Infelizmente temos observado comportamentos extremados de parte a parte, principalmente dos seus correligionários. Em geral, a reação ao contraditório tem se dado por meio de posturas agressivas que beiram o desequilíbrio emocional. Um candidato com esse perfil se eleito for, certamente, ao primeiro contratempo, jogará a toalha pela incapacidade de governar em sintonia com os demais poderes constituídos.

Para agravar essa apreensão vemos viúvas da ditadura destilando ódio e conclamando uma nova intervenção militar. Juntam-se a essas figuras esdrúxulas os indivíduos que gostam de se intitular “cidadãos de bem” e empunhar bandeiras preconceituosas contra quem não compartilha do seu ideário político e seus costumes ultrapassados. Felizmente, nossas instituições democráticas falam mais alto que o discurso rancoroso desses radicais da intolerância.

Também não dá para se deixar levar pela retórica de candidatos outsiders que tentam ganhar espaço demonizando a própria estrutura política que anseiam participar. Apoiados em postulados empresariais consagrados mercadologicamente, fazem dos seus discursos uma valorização específica da sua vivência como gestores profissionais. Esquecem, contudo, que administrar um país com a extensão e a complexidade do Brasil é muito diferente do que dirigir uma empresa privada.

Além do mais, os futuros mandatários deverão estar cientes de que terão que enfrentar os graves problemas conjunturais que afetam diretamente os nossos Estados combalidos. No caso específico do Rio de Janeiro será preciso resgatar a sua imagem de prosperidade, atualmente comprometida pela corrupção deslavada que se apoderou do governo passado.
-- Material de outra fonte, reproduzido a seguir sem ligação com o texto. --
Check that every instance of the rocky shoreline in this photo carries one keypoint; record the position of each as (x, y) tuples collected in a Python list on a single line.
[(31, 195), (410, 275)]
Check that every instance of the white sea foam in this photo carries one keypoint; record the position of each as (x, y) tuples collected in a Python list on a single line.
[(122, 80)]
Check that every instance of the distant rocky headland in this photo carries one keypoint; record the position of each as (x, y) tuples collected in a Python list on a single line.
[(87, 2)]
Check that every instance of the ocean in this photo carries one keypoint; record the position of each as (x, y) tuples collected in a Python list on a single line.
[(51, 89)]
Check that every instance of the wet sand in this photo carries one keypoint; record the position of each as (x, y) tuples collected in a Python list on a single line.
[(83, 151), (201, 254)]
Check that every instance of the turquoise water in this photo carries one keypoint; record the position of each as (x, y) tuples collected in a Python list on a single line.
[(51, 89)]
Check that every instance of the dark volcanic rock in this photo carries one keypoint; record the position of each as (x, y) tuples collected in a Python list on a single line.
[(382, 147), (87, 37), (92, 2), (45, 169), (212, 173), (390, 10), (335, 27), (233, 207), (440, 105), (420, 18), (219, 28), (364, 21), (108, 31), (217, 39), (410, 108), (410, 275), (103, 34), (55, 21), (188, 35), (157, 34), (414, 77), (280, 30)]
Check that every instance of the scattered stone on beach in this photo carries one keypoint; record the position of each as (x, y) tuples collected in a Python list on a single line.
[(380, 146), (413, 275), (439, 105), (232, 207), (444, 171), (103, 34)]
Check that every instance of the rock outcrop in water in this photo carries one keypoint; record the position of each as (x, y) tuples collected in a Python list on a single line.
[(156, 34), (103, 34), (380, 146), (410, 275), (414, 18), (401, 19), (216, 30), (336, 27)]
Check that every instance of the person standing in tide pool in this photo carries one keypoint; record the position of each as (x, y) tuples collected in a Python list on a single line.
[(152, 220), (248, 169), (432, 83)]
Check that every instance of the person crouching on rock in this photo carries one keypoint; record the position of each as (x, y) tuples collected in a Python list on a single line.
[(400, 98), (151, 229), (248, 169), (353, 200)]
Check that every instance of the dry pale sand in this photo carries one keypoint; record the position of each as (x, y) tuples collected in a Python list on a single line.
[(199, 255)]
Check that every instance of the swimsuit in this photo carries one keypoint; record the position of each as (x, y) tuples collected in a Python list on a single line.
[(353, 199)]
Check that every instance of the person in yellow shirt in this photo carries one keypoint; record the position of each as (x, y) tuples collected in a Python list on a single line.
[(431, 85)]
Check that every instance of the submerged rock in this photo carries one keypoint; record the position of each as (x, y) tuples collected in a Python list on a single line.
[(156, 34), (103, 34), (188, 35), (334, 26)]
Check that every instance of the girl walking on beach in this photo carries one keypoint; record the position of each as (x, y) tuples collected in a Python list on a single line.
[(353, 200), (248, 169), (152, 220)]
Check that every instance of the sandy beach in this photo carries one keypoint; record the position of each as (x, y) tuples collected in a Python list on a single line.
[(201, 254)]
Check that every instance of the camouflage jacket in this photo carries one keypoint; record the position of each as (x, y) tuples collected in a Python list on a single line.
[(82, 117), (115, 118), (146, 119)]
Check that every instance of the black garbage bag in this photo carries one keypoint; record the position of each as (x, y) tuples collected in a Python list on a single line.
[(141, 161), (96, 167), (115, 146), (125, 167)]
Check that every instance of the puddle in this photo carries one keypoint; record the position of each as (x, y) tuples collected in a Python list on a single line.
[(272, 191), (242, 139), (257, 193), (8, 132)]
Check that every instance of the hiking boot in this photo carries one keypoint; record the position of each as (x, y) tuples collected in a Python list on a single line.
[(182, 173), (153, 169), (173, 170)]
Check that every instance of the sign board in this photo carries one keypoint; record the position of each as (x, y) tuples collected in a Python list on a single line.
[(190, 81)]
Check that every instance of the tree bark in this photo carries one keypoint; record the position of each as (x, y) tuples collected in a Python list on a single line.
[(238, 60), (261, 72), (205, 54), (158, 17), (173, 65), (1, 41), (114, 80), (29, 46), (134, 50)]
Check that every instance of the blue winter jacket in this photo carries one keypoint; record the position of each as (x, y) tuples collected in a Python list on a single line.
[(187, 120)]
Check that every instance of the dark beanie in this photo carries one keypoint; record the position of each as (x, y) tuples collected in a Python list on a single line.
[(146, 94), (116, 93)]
Será preciso grande sensibilidade política para que o novo governador obtenha o apoio necessário do governo federal e das administrações municipais.
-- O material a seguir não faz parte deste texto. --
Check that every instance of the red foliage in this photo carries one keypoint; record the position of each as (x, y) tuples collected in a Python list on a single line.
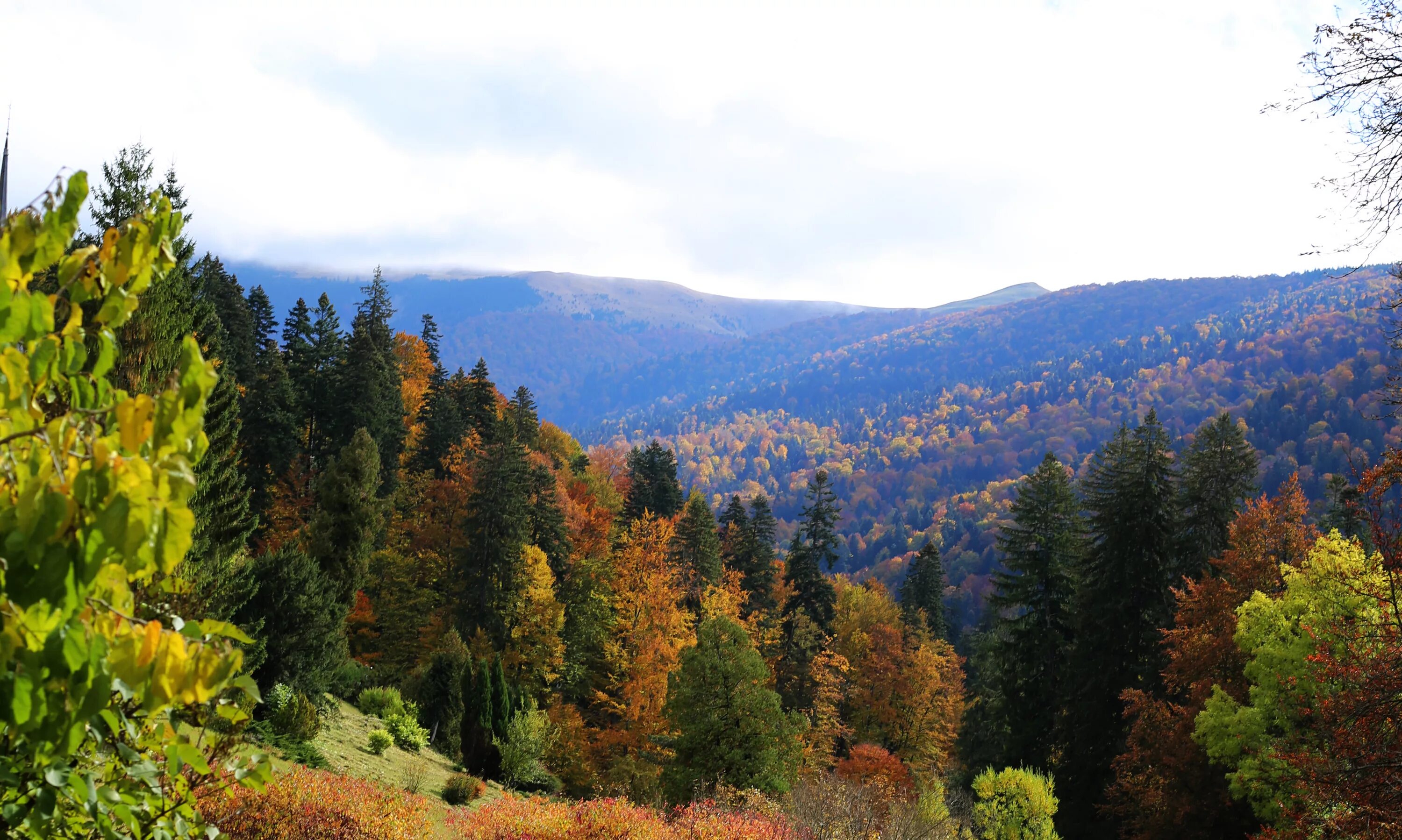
[(317, 805), (875, 768), (1164, 786)]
Reativar a economia, atrair novas empresas nacionais e internacionais e proporcionar oportunidades diversificadas de trabalho, dependerá de grandes investimentos em infraestrutura urbana, ambiental e tecnológica. E, sobretudo, na completa reformulação das políticas de mobilidade urbana para suprir as demandas da população. Integrar os modais de transportes coletivos, privilegiando os trens e o metrô, não pode ser mais adiado.

Todavia, de nada adiantará esse esforço se não houver, de fato, uma política de segurança pública integrada que envolva solidariamente os governos federal, estadual e municipal. Não dá continuar fechando os olhos para essa violência urbana descontrolada que ceifa vidas de inocentes, que mata policiais aleatoriamente e que incentiva a execução sumária de bandidos. Trata-se de mais uma guerra sem vencedores ou vencidos que evidencia as condições adversas que estamos vivendo.

Por serem referências da existência humana, as cidades não podem continuar sendo apreciadas unicamente por sua materialidade. O convívio pacífico nos espaços públicos constitui o principal instrumento para valorizar a ambiência urbana e desenvolver uma sociabilidade coletiva harmoniosa.

Entendo que o resgate da urbanidade perdida seja uma questão de honra para os que decidiram continuar morando no Brasil e uma questão de sobrevivência para quem vive entre os limites da pobreza e da miséria. Quando se sabe mais claramente o que se quer, sem dúvida, fica mais fácil fazer suas escolhas.

nota

NE – publicação original: JANOT, Luiz Fernando. O gosto amargo dessa eleição. O Globo, Rio de Janeiro, 30 jun. 2018.

sobre o autor

Luiz Fernando Janot, arquiteto urbanista, professor da FAU UFRJ.